Lucky enough to have a pension? It helps to understand the tax treatment of this income, Chung says. “Anything that’s qualified pension income is eligible for pension income amount tax credits, both federally and provincially.” For income tax purposes, you can split the pension amount with your partner, dropping you into a lower tax bracket, Chung explains. “That’s one of the ways we can increase after-tax cash flow in retirement.”

Taking money out of your pension and other investments presents a bigger planning challenge than putting it in, Pereira warns. The Canada Pension Plan, for example, pays out 36 per cent less if you take it at 60 versus 65, but 42 per cent more if you take it at 70. “It’s actually more than that, but for argument’s sake, that’s how it works,” Pereira says. “Those decisions can have a profound impact on the security of your plan, because those pensions present a secure income stream.”


Out of a Job  


Working people should factor in the chance of unemployment, Pflug says. Pay down credit cards and lines of credit, and determine if you have enough money to cover all your expenses for six months.
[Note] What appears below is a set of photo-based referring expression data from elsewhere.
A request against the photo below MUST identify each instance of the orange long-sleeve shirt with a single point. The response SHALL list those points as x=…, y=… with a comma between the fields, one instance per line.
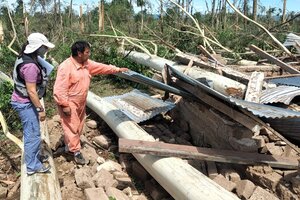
x=73, y=80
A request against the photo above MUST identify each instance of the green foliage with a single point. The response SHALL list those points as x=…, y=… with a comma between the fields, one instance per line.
x=9, y=114
x=7, y=60
x=112, y=57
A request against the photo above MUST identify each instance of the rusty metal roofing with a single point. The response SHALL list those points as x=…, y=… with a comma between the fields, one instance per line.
x=266, y=111
x=289, y=127
x=280, y=94
x=291, y=81
x=139, y=106
x=257, y=109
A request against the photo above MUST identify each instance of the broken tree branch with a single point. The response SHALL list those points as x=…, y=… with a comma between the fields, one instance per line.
x=274, y=60
x=197, y=25
x=262, y=27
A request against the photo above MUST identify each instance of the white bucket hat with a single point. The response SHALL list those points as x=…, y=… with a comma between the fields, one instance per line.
x=35, y=41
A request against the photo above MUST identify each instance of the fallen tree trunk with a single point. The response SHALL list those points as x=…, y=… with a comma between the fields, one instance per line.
x=207, y=154
x=274, y=60
x=180, y=179
x=220, y=83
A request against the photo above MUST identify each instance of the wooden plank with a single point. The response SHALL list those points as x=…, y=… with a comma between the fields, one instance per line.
x=254, y=87
x=222, y=107
x=216, y=68
x=274, y=60
x=208, y=154
x=265, y=126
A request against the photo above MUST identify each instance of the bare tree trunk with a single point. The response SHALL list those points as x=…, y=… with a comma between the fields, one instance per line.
x=1, y=33
x=284, y=11
x=142, y=18
x=245, y=11
x=236, y=15
x=101, y=16
x=55, y=8
x=70, y=12
x=213, y=13
x=254, y=10
x=224, y=14
x=218, y=11
x=81, y=20
x=161, y=16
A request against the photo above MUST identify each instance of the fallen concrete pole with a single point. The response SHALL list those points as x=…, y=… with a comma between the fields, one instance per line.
x=181, y=180
x=221, y=84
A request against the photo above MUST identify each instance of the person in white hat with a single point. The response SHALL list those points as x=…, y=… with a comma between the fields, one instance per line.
x=30, y=80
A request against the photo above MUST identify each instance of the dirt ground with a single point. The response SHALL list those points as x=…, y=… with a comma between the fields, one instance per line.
x=10, y=162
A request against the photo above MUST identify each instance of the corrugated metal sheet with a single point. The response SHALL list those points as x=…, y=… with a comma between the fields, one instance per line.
x=257, y=109
x=266, y=111
x=282, y=94
x=139, y=106
x=289, y=127
x=291, y=81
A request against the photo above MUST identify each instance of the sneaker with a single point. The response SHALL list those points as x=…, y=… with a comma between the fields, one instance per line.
x=79, y=159
x=44, y=169
x=44, y=158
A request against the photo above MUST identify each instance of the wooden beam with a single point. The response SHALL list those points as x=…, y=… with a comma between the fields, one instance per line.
x=217, y=155
x=265, y=126
x=273, y=60
x=215, y=67
x=222, y=107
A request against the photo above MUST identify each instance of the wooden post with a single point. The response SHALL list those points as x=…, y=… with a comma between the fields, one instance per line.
x=208, y=154
x=254, y=87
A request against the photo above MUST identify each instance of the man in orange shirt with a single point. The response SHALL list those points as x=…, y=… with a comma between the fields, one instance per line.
x=70, y=93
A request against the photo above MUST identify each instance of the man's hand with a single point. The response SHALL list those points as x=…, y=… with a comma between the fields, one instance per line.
x=67, y=110
x=42, y=116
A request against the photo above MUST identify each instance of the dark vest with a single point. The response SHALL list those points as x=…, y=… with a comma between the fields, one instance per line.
x=19, y=82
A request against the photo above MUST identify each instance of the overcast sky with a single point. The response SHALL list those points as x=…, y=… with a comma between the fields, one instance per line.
x=198, y=5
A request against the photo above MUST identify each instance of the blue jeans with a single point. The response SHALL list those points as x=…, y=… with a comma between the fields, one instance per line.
x=31, y=134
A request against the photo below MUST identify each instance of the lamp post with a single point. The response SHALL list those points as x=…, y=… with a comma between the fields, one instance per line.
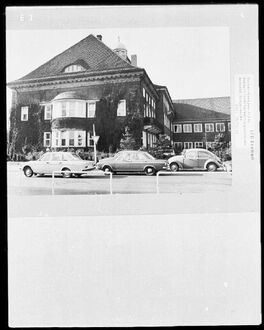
x=95, y=139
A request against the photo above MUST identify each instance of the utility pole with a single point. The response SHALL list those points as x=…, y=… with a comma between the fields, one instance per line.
x=95, y=139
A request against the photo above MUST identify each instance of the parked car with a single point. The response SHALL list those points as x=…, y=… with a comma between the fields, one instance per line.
x=132, y=161
x=195, y=159
x=57, y=161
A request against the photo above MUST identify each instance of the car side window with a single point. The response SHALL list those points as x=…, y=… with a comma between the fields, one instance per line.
x=127, y=157
x=141, y=157
x=56, y=157
x=66, y=157
x=203, y=154
x=191, y=154
x=45, y=157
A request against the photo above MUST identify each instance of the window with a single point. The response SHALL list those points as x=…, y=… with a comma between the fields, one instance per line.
x=46, y=157
x=198, y=144
x=71, y=108
x=74, y=68
x=71, y=138
x=63, y=138
x=178, y=128
x=90, y=141
x=220, y=127
x=188, y=145
x=24, y=113
x=197, y=128
x=191, y=154
x=91, y=109
x=56, y=157
x=47, y=139
x=209, y=145
x=48, y=112
x=178, y=145
x=209, y=127
x=121, y=109
x=63, y=109
x=204, y=155
x=187, y=128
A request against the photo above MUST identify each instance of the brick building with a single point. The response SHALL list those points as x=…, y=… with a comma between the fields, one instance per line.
x=57, y=104
x=197, y=122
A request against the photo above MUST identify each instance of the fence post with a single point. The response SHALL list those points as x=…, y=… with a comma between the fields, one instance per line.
x=52, y=184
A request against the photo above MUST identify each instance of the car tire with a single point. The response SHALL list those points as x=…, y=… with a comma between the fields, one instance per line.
x=211, y=167
x=174, y=167
x=108, y=169
x=150, y=171
x=28, y=171
x=66, y=175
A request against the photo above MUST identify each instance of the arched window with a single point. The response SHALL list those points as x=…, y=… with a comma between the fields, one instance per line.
x=74, y=68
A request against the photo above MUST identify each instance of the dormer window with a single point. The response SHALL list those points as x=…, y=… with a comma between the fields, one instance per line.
x=74, y=68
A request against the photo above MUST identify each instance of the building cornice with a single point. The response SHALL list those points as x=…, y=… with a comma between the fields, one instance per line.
x=77, y=78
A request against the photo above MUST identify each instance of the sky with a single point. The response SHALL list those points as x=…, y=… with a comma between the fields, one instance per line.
x=192, y=61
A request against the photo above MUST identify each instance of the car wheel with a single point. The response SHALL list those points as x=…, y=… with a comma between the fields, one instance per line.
x=66, y=173
x=211, y=167
x=28, y=171
x=150, y=171
x=174, y=167
x=107, y=169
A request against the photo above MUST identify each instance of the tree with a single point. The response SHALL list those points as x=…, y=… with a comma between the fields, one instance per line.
x=161, y=146
x=220, y=146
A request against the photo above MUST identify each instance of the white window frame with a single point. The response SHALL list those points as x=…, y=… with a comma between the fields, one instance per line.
x=90, y=141
x=48, y=111
x=184, y=126
x=188, y=143
x=209, y=144
x=221, y=128
x=74, y=68
x=178, y=145
x=198, y=144
x=121, y=112
x=176, y=130
x=207, y=125
x=91, y=112
x=24, y=113
x=45, y=139
x=197, y=128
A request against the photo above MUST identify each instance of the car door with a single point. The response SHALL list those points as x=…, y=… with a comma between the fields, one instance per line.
x=55, y=163
x=40, y=166
x=123, y=162
x=203, y=156
x=190, y=160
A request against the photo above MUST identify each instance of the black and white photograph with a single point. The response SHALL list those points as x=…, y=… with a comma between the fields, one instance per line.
x=133, y=169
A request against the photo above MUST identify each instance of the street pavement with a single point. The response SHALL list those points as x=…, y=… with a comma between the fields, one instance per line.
x=97, y=183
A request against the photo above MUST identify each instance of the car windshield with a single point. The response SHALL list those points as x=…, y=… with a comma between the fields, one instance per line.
x=148, y=156
x=69, y=157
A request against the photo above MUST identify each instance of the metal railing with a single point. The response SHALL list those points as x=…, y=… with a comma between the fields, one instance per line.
x=81, y=172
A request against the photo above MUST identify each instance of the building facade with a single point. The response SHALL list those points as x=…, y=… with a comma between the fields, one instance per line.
x=196, y=122
x=87, y=89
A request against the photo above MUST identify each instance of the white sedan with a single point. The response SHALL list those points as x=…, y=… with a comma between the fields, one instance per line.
x=65, y=162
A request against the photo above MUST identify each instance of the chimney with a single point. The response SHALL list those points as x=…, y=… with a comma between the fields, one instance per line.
x=134, y=60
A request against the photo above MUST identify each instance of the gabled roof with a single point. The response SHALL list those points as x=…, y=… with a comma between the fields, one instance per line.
x=219, y=104
x=189, y=112
x=91, y=52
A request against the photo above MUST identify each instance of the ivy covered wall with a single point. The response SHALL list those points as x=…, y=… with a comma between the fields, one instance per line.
x=28, y=135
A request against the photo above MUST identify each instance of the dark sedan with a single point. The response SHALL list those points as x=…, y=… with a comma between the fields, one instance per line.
x=132, y=161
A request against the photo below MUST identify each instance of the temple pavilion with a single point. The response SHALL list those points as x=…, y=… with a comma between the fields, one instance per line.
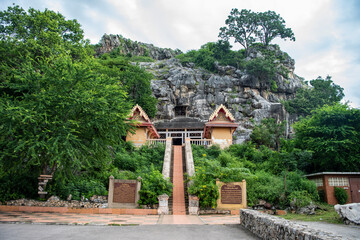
x=217, y=130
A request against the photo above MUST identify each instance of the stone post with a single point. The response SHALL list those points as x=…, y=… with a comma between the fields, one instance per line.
x=138, y=188
x=193, y=205
x=163, y=208
x=111, y=191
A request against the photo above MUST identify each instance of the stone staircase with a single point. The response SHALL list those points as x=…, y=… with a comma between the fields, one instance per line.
x=178, y=196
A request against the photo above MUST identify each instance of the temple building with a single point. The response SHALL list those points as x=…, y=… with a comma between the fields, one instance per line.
x=217, y=130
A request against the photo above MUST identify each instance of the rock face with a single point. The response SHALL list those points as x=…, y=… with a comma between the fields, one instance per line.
x=350, y=213
x=247, y=97
x=126, y=46
x=202, y=92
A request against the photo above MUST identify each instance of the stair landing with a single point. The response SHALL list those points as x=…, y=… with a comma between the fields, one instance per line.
x=178, y=189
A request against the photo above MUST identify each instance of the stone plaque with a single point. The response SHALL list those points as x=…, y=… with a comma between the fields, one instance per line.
x=231, y=194
x=124, y=192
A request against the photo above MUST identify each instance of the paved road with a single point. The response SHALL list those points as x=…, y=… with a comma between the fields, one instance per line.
x=346, y=231
x=153, y=232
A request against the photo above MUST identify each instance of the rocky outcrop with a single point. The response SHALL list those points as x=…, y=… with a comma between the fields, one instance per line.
x=202, y=92
x=249, y=98
x=126, y=46
x=350, y=213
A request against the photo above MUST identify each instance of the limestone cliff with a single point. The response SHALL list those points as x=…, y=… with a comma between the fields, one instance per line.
x=246, y=96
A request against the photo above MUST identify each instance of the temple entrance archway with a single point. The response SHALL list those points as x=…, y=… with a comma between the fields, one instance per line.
x=177, y=141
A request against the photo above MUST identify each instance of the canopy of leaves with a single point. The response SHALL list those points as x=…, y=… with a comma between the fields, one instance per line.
x=60, y=108
x=212, y=52
x=268, y=133
x=332, y=133
x=321, y=92
x=246, y=27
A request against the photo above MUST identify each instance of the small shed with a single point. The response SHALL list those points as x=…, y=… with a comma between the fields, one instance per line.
x=326, y=181
x=220, y=127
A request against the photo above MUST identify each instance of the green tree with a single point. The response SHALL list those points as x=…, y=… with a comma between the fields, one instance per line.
x=321, y=92
x=271, y=25
x=56, y=110
x=242, y=26
x=268, y=133
x=332, y=133
x=246, y=27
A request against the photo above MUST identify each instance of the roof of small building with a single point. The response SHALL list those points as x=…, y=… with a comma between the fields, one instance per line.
x=226, y=111
x=332, y=173
x=180, y=123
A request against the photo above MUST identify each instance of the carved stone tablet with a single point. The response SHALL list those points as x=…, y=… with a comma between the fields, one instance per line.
x=124, y=192
x=231, y=194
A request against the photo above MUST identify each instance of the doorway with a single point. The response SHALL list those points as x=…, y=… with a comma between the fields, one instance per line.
x=355, y=189
x=177, y=141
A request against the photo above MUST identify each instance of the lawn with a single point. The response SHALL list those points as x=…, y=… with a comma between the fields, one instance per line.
x=327, y=214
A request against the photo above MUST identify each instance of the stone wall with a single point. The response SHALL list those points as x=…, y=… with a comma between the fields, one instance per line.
x=270, y=227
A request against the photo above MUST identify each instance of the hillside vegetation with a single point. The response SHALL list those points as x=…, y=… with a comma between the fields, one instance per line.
x=64, y=112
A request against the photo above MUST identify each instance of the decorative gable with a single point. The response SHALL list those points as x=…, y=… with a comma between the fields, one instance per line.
x=221, y=114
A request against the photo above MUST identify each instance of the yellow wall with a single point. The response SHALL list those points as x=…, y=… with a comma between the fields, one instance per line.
x=221, y=136
x=139, y=137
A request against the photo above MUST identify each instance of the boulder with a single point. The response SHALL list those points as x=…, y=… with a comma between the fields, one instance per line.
x=350, y=213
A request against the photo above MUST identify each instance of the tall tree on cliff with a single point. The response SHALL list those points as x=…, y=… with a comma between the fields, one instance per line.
x=246, y=27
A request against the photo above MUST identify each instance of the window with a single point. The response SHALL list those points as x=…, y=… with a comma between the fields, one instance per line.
x=180, y=111
x=338, y=182
x=318, y=182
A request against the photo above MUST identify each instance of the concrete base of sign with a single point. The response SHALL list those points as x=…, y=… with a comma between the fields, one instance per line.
x=232, y=196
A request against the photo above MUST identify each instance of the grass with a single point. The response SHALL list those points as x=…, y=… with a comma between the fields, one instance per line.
x=327, y=214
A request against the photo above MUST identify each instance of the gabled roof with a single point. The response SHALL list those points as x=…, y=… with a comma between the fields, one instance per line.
x=212, y=123
x=222, y=108
x=142, y=113
x=146, y=118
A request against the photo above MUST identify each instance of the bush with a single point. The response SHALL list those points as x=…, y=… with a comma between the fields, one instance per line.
x=300, y=199
x=340, y=195
x=153, y=185
x=78, y=188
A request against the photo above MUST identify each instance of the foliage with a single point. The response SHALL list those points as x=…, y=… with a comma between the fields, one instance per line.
x=242, y=26
x=136, y=81
x=341, y=195
x=246, y=27
x=332, y=134
x=263, y=169
x=268, y=133
x=325, y=213
x=61, y=110
x=262, y=68
x=153, y=185
x=81, y=187
x=321, y=92
x=272, y=26
x=299, y=199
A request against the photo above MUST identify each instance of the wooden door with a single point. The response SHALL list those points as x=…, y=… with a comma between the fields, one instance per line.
x=355, y=189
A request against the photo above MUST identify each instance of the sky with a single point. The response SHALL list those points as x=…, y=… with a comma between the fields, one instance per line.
x=327, y=31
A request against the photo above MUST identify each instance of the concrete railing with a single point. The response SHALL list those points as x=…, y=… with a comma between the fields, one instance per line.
x=203, y=142
x=167, y=159
x=190, y=170
x=155, y=141
x=270, y=227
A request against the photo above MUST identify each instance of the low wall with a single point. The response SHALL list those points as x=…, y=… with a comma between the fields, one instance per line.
x=270, y=227
x=5, y=208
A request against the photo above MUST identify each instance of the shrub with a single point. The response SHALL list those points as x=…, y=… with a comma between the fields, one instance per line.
x=340, y=195
x=299, y=199
x=153, y=185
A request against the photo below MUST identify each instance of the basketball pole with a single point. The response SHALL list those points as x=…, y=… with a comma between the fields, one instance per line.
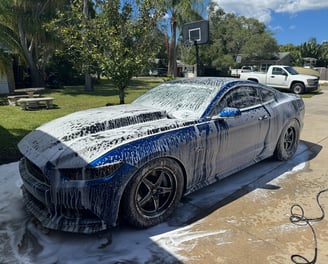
x=197, y=58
If you lose your job, Pflug sees an opportunity to do something new. “Do I use my change in my circumstances to re-evaluate my work or my occupation? People did that during COVID, and I think people do that in recessionary periods.” 


Your Money, Your Questions


What to ask when you’re shopping for a financial adviser? Our experts
have 10 suggestions:

What are you going to do for me on the planning side? —Jason Pereira

What is your key area of expertise? —Julia Chung

Are you a Certified Financial Planner? How long have you been a CFP? —Reagan Pflug

Do you hold yourself out as a fiduciary? —RP

Who are you going to for income planning, tax planning, insurance, liabilities and those kinds of things? If they say they are all of those things, I would run. —JC

Do you work with just anybody, or do you have a description of the people that you work best with? —RP

How many households do you serve currently, and how many do you intend to serve? —RP

Can you show me examples of work you’ve done for other people? —JP

How frequently would you meet with me in a year? —RP 

What are you paid to do, and who pays you? —JC


A version this article appeared in the Feb/Mar 2023 issue with the headline ‘A Recession Toolkit’, p. 42.